Without the face and the accent it sounds as if it might be amusing though:
Still Standing: The Savage Years
by Paul O’Grady
THE SUNDAY TIMES BESTSELLER 'Funny, forthright and sharp as a knife . . . O’Grady writes just as he speaks. ’ Daily Mirror Lilian Maeve Veronica Savage, international sex kitten, was born on the steps of The Legs of Man public house, Lime Street, Liverpool on a policeman’s overcoat. Her mother, the lady wrestler Hell Cat Savage, had no such luxuries as gas and air. She just bit down on the policeman’s torch and recovered afterwards at the bar with a large pale ale. .
Thanks for mentioning that film “The Ministry of Ungentlemanly Warfare”. I have the book and always thought it would make a good movie. Ian Fleming was only marginal in that whole history, his brother Peter Fleming was actually more of a commando soldier.

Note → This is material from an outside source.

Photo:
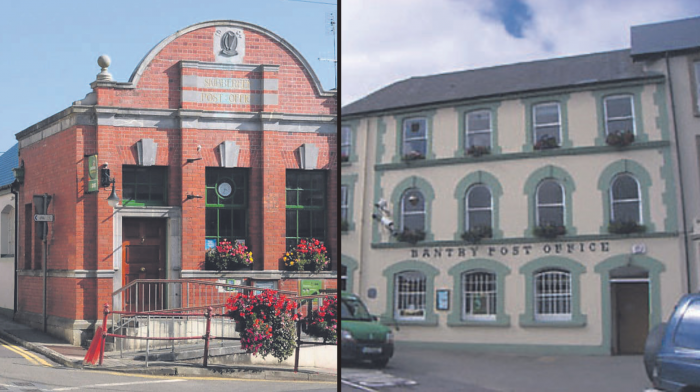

Never mind, I just looked at the trailer for that film and it has nearly no resemblance to the history. It looks like the Expendables crossed with a circus heist movie, on steroids, or drugs or both.
A shame as the real stories were fascinating and exciting enough.
Peter Fleming was an explorer who wrote delightfully about his expeditions, my favourite is News from Tartary (cf also Robert Byron and latterly Eric Newby).
So either you tilt to the left (French) or lean to the right (Anglo).
Becomes a bit awkward when placing succeeding volumes on a shelf. You might naturally want to place 1 through 5 from left to right, which looks fine if you are head leaning left for French or German books. However, with head leaning right for English the left to right volumes position is a little inconvenient.